骨盤臓器脱は、薬や手術での改善が可能です。しかしながら、数日間の入院が必要になり、小さな子どもがいる女性や忙しい女性にとっては、早期解決が難しいでしょう。そのため、骨盤臓器脱は、未然に防ぐことが重要です。骨盤の歪みとともに、骨盤底筋を整えるように意識しましょう。
骨盤に関する噂
骨盤を調べてみると、まことしやかに囁かれている噂が存在します。そこで本項では、骨盤に関する噂の真相をご紹介しましょう。ダイエットやボディラインに関する噂も存在しますので、美しさに興味がある人はぜひ参考にしてくださいね。
女性の方が脚が長い
骨盤の形状や大腿骨の角度の違いから、女性の方が脚が長いといった噂が存在します。この噂は、間違いです。身長と股下の長さを測定し、比率を算出した股下比率は、男性が平均45%、女性は44%でした。股下比率の数値が高ければ脚が長く、数値が低い場合は脚が短いと判断します。つまり、男性の方が、やや脚が長いということです。ちなみに、日本で活躍する女性モデルの股下比率は、50%前後だと言われています。
骨盤の幅を狭くする方法がある
臀部や下半身の膨らみを気にして、骨盤の幅を狭くしたいと思っている人は、少なからず存在します。その中で、「骨盤矯正で骨盤の幅を狭くできる」と考えている人がいるのです。
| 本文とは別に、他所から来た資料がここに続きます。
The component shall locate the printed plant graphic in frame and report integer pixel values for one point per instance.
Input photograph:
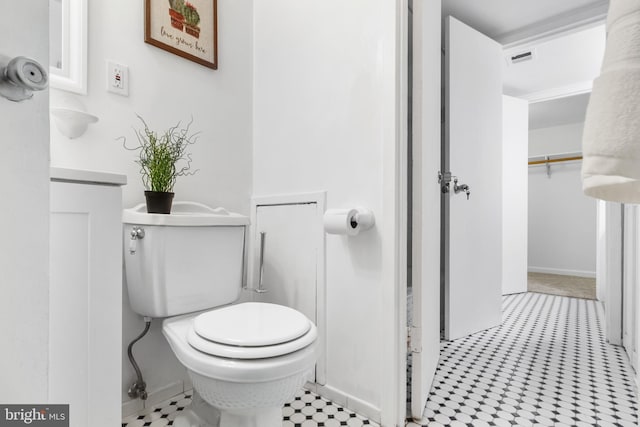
(185, 28)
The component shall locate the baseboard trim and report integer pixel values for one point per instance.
(159, 395)
(562, 272)
(352, 403)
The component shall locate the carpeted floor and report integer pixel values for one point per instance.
(566, 286)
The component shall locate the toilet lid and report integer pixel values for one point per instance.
(251, 331)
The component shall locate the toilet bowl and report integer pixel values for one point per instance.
(245, 360)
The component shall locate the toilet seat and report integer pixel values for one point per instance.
(236, 370)
(251, 331)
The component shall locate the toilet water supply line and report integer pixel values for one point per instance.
(139, 387)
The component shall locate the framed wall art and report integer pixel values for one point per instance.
(186, 28)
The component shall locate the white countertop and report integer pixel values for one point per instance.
(86, 177)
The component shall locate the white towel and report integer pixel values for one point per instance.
(611, 140)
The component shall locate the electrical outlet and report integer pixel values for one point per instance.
(117, 78)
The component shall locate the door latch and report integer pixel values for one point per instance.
(460, 188)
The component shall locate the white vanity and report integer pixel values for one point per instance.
(85, 319)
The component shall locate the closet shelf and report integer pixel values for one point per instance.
(554, 158)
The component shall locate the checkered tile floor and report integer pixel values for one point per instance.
(547, 365)
(306, 410)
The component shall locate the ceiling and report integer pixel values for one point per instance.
(510, 20)
(567, 38)
(562, 65)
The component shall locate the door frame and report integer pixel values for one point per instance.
(318, 198)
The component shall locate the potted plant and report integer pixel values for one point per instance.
(175, 11)
(162, 157)
(192, 19)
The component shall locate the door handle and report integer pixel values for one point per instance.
(461, 188)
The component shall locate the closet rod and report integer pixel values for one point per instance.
(562, 159)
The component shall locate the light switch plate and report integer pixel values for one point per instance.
(117, 78)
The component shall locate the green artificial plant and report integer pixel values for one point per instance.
(163, 157)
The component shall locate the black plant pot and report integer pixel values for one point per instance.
(158, 201)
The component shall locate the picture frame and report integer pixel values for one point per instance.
(185, 28)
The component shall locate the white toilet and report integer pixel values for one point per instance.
(245, 360)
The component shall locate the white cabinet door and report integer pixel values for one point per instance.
(85, 326)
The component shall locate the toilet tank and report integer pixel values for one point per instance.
(187, 261)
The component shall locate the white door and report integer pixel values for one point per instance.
(425, 263)
(472, 152)
(515, 195)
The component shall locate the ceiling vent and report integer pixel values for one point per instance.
(523, 56)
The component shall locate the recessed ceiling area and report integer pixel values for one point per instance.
(507, 21)
(561, 65)
(557, 112)
(566, 40)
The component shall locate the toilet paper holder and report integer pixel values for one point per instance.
(348, 222)
(20, 77)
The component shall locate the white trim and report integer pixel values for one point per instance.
(613, 299)
(559, 25)
(563, 272)
(394, 383)
(348, 401)
(320, 200)
(558, 92)
(73, 75)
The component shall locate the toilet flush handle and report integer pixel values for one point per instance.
(136, 233)
(263, 236)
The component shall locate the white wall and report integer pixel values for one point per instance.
(325, 119)
(514, 195)
(562, 221)
(24, 219)
(164, 89)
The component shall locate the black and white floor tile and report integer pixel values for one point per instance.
(307, 409)
(547, 365)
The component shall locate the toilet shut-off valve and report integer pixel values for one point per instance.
(136, 233)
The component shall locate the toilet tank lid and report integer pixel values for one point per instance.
(184, 214)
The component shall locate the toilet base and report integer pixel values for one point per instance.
(264, 417)
(199, 414)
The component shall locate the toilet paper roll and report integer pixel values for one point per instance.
(341, 221)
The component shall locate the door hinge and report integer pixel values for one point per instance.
(414, 339)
骨盤矯正は、骨盤の位置を適切な場所に戻し維持するための方法であり、骨の形そのものを変形させるような施術ではありません。骨盤をはじめ、人間の身体を形成する骨は、人力のみで変形することはないのです。そのため、エステや関連マシンの謳い文句として「骨を縮小させる」などが紹介されている店舗には、十分に注意しましょう。
韓国では骨盤を大きくする施術が人気になっている
美容大国として知られる韓国では、骨盤を大きくする施術が流行りつつあるのです。骨盤が大きくなると臀部にボリュームが出て、女性らしい身体つきになれると話題になっています。
その名も、骨盤フィラーと呼ばれる施術であり、骨盤にヒアルロン酸を注入する方法です。ヒップディップスと呼ばれることもあり、お尻のへこみを直したり、曲線をより美しく整えることを目的として利用する人もいます。
また、アメリカでもヒップアップ整形が流行っているのですが、韓国の整形手術とは異なるものです。アメリカのヒップアップ整形は、インプラントを挿入したり、シリコンを注入します。日本でも、類似する豊尻手術がありますが、日本の場合は脂肪を注入または吸引する方法です。
骨盤は性別によって特徴が異なる部位!
骨盤は、男性・女性によって形状や役割、生じるリスクが異なる部位です。特に女性の場合、骨盤や骨盤底筋群の不調により、臓器が体外に露出する骨盤臓器脱などのリスクが存在します。そのため、骨盤や周辺筋肉を適切に鍛え、整えておかなければなりません。また、デリケートで重要な部位のため、美容整形や矯正グッズの使用は、慎重に選択するようにしましょう。